Some such vague hope was in our minds when we started the Hull-House Cooperative Coal Association, which led a vigorous life for three years, and developed a large membership under the skillful advice of its one paid officer, an English workingman who had had experience in cooperative societies at "'ome." Some of the meetings of the association, in which people met to consider together their basic dependence upon fire and warmth, had a curious challenge of life about them. Because the cooperators knew what it meant to bring forth children in the midst of privation and to see the tiny creatures struggle for life, their recitals cut a cross section, as it were, in that world-old effort--the "dying to live" which so inevitably triumphs over poverty and suffering. And yet their very familiarity with hardship may have been responsible for that sentiment which traditionally ruins business, for a vote of the cooperators that the basket buyers be given one basket free out of every six, that the presentation of five purchase tickets should entitle the holders to a profit in coal instead of stock "because it would be a shame to keep them waiting for the dividend," was always pointed to by the conservative quarter-of-a-ton buyers as the beginning of the end. At any rate, at the close of the third winter, although the Association occupied an imposing coal yard on the southeast corner of the Hull-House block and its gross receipts were between three and four hundred dollars a day, it became evident that the concern could not remain solvent if it continued its philanthropic policy, and the experiment was terminated by the cooperators taking up their stock in the remaining coal.

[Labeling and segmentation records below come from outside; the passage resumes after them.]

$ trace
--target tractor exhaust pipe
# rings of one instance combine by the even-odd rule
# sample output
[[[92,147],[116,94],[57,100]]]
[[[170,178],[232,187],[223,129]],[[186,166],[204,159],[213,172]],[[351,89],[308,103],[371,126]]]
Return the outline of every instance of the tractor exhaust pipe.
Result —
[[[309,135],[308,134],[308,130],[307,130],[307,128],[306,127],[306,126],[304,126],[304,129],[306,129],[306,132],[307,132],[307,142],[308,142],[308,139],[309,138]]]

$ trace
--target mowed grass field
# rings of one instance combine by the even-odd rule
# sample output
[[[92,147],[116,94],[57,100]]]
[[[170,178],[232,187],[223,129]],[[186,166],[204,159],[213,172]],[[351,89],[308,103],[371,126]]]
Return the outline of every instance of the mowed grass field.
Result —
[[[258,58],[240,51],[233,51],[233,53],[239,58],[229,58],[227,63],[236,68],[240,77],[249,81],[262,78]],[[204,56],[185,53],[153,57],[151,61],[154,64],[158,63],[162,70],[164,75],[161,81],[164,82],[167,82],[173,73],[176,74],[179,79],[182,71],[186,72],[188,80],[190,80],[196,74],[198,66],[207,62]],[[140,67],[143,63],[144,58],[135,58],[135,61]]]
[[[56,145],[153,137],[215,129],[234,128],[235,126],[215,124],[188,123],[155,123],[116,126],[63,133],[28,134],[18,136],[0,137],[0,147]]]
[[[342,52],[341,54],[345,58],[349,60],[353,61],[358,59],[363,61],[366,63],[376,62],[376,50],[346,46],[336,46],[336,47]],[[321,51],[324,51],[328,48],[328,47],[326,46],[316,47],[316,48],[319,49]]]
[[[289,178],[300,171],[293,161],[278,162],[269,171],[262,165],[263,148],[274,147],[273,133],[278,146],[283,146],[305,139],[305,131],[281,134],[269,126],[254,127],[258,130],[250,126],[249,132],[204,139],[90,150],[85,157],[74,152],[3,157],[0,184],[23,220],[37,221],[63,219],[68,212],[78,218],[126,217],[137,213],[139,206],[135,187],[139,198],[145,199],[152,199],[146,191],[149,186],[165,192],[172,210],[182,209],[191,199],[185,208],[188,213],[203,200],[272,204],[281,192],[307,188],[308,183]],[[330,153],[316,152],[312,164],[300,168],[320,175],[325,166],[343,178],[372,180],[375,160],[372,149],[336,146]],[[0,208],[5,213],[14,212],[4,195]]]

Our next cooperative experiment was much more successful, perhaps because it was much more spontaneous.

At a meeting of working girls held at Hull-House during a strike in a large shoe factory, the discussions made it clear that the strikers who had been most easily frightened, and therefore first to capitulate, were naturally those girls who were paying board and were afraid of being put out if they fell too far behind.

After a recital of a case of peculiar hardship one of them exclaimed: "Wouldn't it be fine if we had a boarding club of our own, and then we could stand by each other in a time like this?"

After that events moved quickly. We read aloud together Beatrice Potter's little book on "Cooperation," and discussed all the difficulties and fascinations of such an undertaking, and on the first of May, 1891, two comfortable apartments near Hull-House were rented and furnished. The Settlement was responsible for the furniture and paid the first month's rent, but beyond that the members managed the club themselves. The undertaking "marched," as the French say, from the very first, and always on its own feet. Although there were difficulties, none of them proved insurmountable, which was a matter for great satisfaction in the face of a statement made by the head of the United States Department of Labor, who, on a visit to the club when it was but two years old, said that his department had investigated many cooperative undertakings, and that none founded and managed by women had ever succeeded. At the end of the third year the club occupied all of the six apartments which the original building contained, and numbered fifty members.

It was in connection with our efforts to secure a building for the Jane Club, that we first found ourselves in the dilemma between the needs of our neighbors and the kind-hearted response upon which we had already come to rely for their relief. The adapted apartments in which the Jane Club was housed were inevitably more or less uncomfortable, and we felt that the success of the club justified the erection of a building for its sole use.

Up to that time, our history had been as the minor peace of the early Church. We had had the most generous interpretation of our efforts. Of course, many people were indifferent to the idea of the Settlement; others looked on with tolerant and sometimes cynical amusement which we would often encounter in a good story related at our expense; but all this was remote and unreal to us, and we were sure that if the critics could but touch "the life of the people," they would understand.